Applied mathematics: Active areas of research in the mathematics program include nonlinear partial differential equations, potential theory, optimal control of systems with distributed parameters, inverse problems for PDEs, free boundary problems, mathematical modeling, neural networks, scientific computing and numerical analysis of nonlinear PDEs, mathematical biology, reaction-diffusion equations, variational methods for PDEs, critical point theory, mathematical physics, stochastic processes, queuing theory, dynamical systems, chaos theory, nonlocal PDEs, integral equations, and nonlinear wave equations.

Mathematics education: Diverse research activities arise from student interest, are conducted in collaboration with student advisers and span the entire K-16 community. Research is guided by current research and related issues that emerge from within the mathematics education research community.

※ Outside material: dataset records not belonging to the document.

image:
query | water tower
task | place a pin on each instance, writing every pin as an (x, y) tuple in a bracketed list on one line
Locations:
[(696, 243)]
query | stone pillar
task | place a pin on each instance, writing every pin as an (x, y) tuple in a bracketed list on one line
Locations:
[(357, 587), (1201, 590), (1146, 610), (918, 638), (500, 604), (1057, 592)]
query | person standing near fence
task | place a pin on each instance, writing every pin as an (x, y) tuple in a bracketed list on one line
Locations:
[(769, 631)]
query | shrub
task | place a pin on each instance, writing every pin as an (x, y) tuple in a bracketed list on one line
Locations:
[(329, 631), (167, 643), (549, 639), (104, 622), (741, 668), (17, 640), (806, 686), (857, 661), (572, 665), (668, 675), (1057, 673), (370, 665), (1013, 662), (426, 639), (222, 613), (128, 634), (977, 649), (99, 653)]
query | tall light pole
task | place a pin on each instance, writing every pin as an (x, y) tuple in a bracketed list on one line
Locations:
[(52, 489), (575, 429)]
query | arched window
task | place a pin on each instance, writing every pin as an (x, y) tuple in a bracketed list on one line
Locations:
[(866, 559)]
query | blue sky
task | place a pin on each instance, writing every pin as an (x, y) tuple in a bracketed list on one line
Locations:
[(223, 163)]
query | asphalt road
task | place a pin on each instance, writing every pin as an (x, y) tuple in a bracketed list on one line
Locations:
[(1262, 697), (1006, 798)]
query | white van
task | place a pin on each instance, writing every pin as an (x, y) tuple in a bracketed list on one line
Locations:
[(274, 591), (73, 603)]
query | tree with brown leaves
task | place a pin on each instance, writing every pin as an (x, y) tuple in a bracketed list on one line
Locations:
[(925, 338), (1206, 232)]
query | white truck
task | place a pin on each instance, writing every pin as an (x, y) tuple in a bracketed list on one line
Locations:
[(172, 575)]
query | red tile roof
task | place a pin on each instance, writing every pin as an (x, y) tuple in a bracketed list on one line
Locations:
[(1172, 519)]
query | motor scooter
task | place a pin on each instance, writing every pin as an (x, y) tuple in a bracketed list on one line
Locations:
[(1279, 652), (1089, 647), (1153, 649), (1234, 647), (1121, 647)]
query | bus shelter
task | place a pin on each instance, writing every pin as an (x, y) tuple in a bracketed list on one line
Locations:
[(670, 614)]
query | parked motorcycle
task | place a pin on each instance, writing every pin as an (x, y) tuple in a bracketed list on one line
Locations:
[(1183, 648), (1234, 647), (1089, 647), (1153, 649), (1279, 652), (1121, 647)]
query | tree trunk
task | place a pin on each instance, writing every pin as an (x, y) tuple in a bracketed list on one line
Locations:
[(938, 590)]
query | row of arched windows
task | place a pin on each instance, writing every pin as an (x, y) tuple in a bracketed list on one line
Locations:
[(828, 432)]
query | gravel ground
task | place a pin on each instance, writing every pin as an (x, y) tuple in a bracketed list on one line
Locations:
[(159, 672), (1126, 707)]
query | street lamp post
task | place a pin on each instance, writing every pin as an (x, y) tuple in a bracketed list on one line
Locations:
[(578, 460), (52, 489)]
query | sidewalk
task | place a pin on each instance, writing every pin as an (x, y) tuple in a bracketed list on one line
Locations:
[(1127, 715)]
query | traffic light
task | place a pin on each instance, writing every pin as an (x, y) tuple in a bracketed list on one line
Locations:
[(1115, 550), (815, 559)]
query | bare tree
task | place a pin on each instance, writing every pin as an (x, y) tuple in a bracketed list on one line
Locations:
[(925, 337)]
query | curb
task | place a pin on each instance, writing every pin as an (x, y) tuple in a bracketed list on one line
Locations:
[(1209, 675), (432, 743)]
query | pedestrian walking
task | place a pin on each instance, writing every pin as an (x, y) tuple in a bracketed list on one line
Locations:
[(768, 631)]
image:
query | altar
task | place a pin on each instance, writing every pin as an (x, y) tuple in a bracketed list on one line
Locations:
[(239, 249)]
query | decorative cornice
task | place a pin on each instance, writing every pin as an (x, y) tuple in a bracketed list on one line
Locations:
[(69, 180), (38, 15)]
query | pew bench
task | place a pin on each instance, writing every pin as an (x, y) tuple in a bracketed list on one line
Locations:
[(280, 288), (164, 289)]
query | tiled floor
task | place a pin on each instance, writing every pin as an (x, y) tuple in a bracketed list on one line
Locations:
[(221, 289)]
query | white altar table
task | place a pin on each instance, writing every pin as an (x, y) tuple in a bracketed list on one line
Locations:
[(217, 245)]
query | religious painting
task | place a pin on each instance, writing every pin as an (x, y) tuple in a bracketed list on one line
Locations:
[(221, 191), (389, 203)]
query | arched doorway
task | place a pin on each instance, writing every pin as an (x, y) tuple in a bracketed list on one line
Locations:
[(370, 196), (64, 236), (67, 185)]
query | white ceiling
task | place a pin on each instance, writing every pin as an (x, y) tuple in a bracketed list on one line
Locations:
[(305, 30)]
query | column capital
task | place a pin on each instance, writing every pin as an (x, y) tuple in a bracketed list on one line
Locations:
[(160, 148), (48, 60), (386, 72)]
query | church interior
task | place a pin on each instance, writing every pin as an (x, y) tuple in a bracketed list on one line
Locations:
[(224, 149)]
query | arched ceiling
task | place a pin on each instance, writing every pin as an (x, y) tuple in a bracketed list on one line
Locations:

National environmental literacy assessment (NELA) project: Funded by NOAA and EPA, and administered by the North American Association for Environmental Education, the NELA project is a multi-phase research project to help determine how environmental education practices support the development of environmental literacy among middle-school students around the U.S.

Operations research: Active areas of research in the operations research area include stochastic games, stochastic networks, mathematical finance, stochastic programming, optimization and optimal control, inverse and ill-posed problems, regularization, bioinformatics, data mining, biostatistics, image processing, signal processing, modeling of controlled queuing systems, decision making under uncertainty, modeling of complex biological systems, engineering management, quality control, scheduling and timetabling algorithms, applied graph theory and integer programming.

Science education: Research activities in science education vary across all major science disciplines including aeronautics, biology, chemistry, computer science, environmental and earth science, physics and psychology. Students are encourage to pursue research topics commensurate with their science background and teaching experience and represent the application of science to the K-16 education community.